According to a report from India’s Economic Times newspaper, Bharti Airtel, Vodafone Idea and Reliance Jio Infocomm are “hedging their risks” against possible future bans against Huawei by the Indian Government.
In May this year, the US Department of Commerce put Huawei and ZTE on its newly created Entity List stating that the “U.S. Government has determined that there is reasonable cause to believe that Huawei has been involved in activities contrary to the national security or foreign policy interests of the United States.”
In August 2018, the Australian Government officially banned Huawei from all components of that country’s 5G rollout, citing security concerns.
As a result of that ban, Australia’s fourth largest broadband provider TPG Telecom, which had invested heavily in 5G spectrum and Huawei equipment, shocked the local industry by scrapping its plans to become the country’s fourth mobile carrier.
The three Indian telcos may well have paid attention to the TPG case, wishing to avoid the financial penalty paid by that company for investing in Huawei technology to fuel its entry into the mobile space.
The Economic Times also raises the argument that has ben raging in Australia about whether the core elements of a 5G network (5G core) can be separated from the radio communications elements (5G RAN).
The core is the intelligence at the heart of the network that handles network traffic across all the network access points, including fixed and wireless.

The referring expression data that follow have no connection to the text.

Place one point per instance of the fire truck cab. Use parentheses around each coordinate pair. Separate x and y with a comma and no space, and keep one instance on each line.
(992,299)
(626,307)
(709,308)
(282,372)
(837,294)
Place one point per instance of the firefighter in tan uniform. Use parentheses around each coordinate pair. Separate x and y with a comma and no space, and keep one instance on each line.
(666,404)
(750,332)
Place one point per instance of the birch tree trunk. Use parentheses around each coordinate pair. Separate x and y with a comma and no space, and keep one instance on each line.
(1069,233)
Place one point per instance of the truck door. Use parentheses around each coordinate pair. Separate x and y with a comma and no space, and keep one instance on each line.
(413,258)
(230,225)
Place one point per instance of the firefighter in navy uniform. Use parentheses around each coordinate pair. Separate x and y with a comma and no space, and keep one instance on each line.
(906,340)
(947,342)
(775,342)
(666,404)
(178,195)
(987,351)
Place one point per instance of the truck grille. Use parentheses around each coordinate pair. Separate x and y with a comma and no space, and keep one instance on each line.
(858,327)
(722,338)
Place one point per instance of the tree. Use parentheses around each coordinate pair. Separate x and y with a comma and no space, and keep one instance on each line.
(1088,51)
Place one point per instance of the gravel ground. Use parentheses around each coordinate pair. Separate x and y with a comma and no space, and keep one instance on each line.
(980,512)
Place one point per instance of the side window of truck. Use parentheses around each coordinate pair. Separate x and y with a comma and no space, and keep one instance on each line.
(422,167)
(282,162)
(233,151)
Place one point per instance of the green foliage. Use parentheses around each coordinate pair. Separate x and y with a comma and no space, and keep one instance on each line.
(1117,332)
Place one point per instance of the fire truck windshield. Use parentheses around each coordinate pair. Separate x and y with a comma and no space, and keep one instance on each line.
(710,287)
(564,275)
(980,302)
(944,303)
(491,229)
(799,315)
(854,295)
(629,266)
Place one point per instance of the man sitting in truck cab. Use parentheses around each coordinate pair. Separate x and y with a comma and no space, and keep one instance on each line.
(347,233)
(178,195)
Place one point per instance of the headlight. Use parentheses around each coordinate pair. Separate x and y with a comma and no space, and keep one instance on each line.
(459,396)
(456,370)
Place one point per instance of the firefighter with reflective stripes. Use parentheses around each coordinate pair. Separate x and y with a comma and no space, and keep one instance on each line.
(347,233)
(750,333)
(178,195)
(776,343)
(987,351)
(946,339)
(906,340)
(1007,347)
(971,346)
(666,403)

The RAN (radio access network) includes all the communications equipment that will be found at the edge of the network, including base stations, antennas and IoT devices.
In Australia, intelligence agencies contend that unlike earlier evolutions of cellular technology, the 5G Core cannot be separated from the 5G RAN, a contention that is hotly disputed by a number of experts in the field and academia.
However, the UK Government has taken the view that the 5G Core can indeed be separated from the 5G RAN and in April this year gave the go ahead for Huawei to become a 5G RAN equipment supplier to UK telcos. According to a report in July, all of the UK telco operators are now using Huawei 5G RAN equipment.
According to The Economic Times, unnamed sources from Indian telcos say they favour going the UK route and using Huawei for only the 5G RAN portion of their rollouts as a middle ground compromise between China and the US.
For its part, Huawei appears to be resigned to the fact that its revenues from the US sphere of influence, including Western Europe, will be constrained by being confined to the supply of only 5G RAN portion of network rollouts.